Fast wie der Griff nach der Atombombe

Wer jetzt schon der Meinung ist, dass auf allen Kanälen zu viel über geplante bewaffnete Drohnen für die Bundeswehr debattiert ist, muss sich leider sagen lassen: das geht erst los. Und es geht in eine Richtung, die ich (man ahnt es nach meinen bisherigen Beiträgen) für ziemlich problematisch halte.
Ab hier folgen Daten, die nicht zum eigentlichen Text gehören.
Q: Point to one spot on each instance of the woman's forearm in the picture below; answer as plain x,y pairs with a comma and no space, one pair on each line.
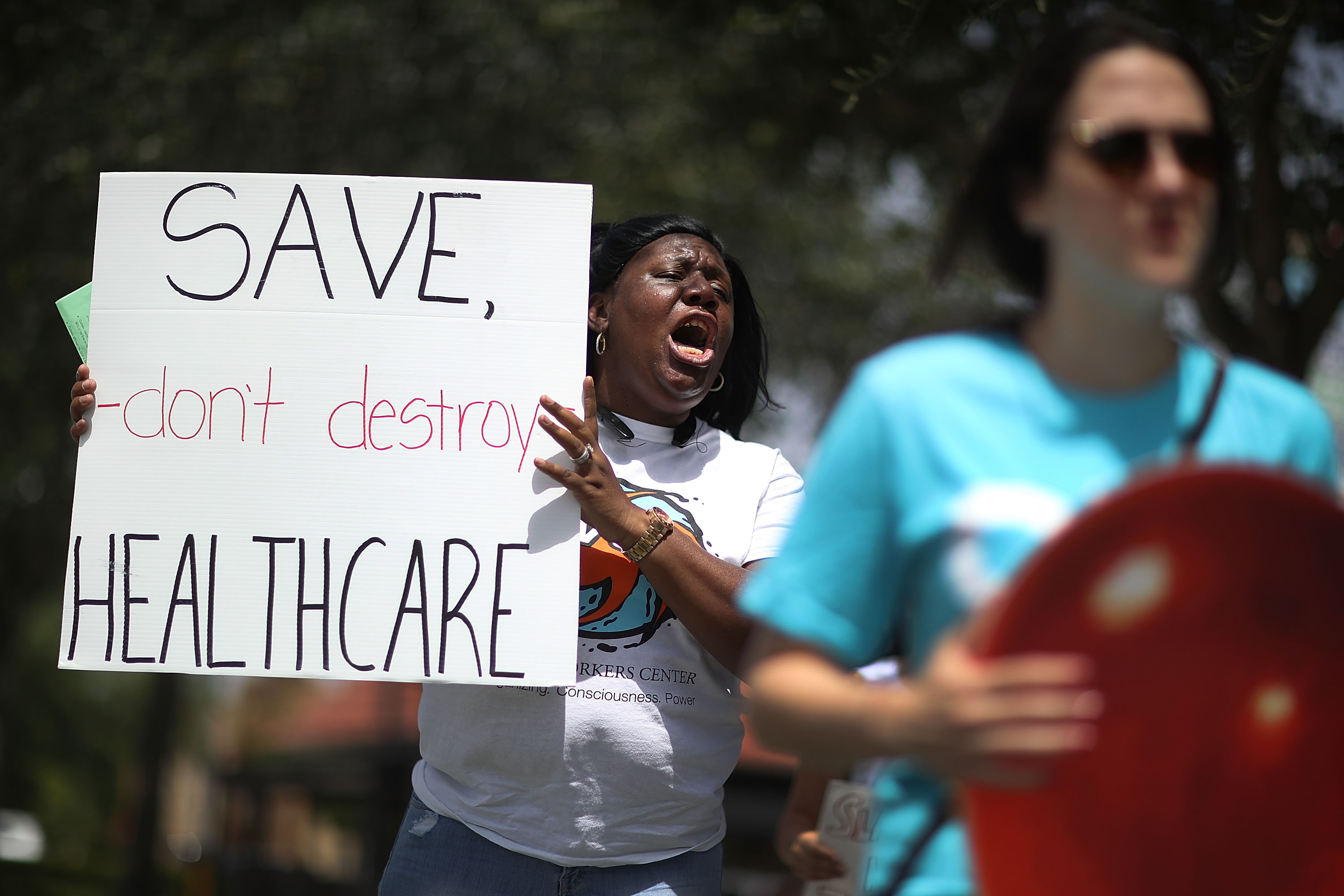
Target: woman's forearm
804,704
Die neue Vorlage lieferte Verteidigungsminister Thomas de Maizière in der Welt (Samstagausgabe; Link aus bekannten Gründen nicht) mit der Aussage: Ethisch ist eine Waffe stets als neutral zu betrachten. Das weiß gerade der Verteidigungsminister besser. Dass die Bundesrepublik Deutschland sehr frühzeitig den Verzicht auf eigene Atomwaffen erklärt hat, hatte ebenso (auch) ethische Gründe wie die internationale Ächtung von Chemiewaffen. Der Verzicht auf bestimmte Minentypen oder das – von Deutschland mit vorangetriebene – Verbot von Streumunition war nicht zuletzt eine ethisch bestimmte Entscheidung: Es gibt Waffen(systeme), die eben nicht ethisch stets als neutral zu betrachten sind.
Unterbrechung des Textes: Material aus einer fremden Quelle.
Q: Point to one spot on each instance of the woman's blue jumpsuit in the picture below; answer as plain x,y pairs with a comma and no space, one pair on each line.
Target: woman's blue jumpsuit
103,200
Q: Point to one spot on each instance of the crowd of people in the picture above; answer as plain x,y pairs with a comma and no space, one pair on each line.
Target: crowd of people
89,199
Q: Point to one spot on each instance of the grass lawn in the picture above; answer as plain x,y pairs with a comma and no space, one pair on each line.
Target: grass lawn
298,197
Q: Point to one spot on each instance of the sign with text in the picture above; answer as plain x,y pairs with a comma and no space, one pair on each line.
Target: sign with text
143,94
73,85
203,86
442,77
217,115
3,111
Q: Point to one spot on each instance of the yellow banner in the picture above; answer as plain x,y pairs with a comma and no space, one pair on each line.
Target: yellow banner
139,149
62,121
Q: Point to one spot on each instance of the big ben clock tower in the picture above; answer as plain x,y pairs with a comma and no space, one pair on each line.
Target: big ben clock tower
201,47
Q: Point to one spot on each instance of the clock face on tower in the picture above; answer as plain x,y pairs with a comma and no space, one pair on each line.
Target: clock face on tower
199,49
Mit seiner Aussage hat de Maizière eine Steilvorlage für die Kritiker der derzeit debattierten Kampfdrohnen geliefert – und Oppositionspolitiker wären nicht Oppositionspolitiker, würden sie die nicht nutzen:

Ethische Debatte statt Büroklammer
Zu den aktuellen Aussagen des Verteidigungsministers Thomas de Maizière über die Beschaffung von Kampfdrohen durch die Bundeswehr erklären Omid  Nouripour, Sprecher für Sicherheitspolitik, und Agnieszka Brugger, Sprecherin für Abrüstung:
„Vor der Beschaffung eines jeden neuen Waffensystems muss – besonders in Zeiten knapper Kassen – eine grundsätzliche Debatte über die Notwendigkeit sowie auch die Gefahren des neuen Systems stattfinden. Dafür reicht es nicht aus, in der Manier einer Büroklammer auf technische Daten hinzuweisen. Die ethische Dimension einer solcher Beschaffung muss bei der Debatte im Vordergrund stehen. Der Hinweis des Ministers über die ethische Neutralität von Waffen ist schlicht falsch. Das hat die schreckliche Erfahrung der letzten Jahrzehnte auch mit konventionellen Systemen wie Streumunition oder Anti-Personen-Minen gezeigt.“

Hm. Da zeigt sich schon, dass etwas durcheinander kommt. Ist die ethische Frage nach einem Waffensystem verbunden mit knappen Kassen, also verfügbarem Geld?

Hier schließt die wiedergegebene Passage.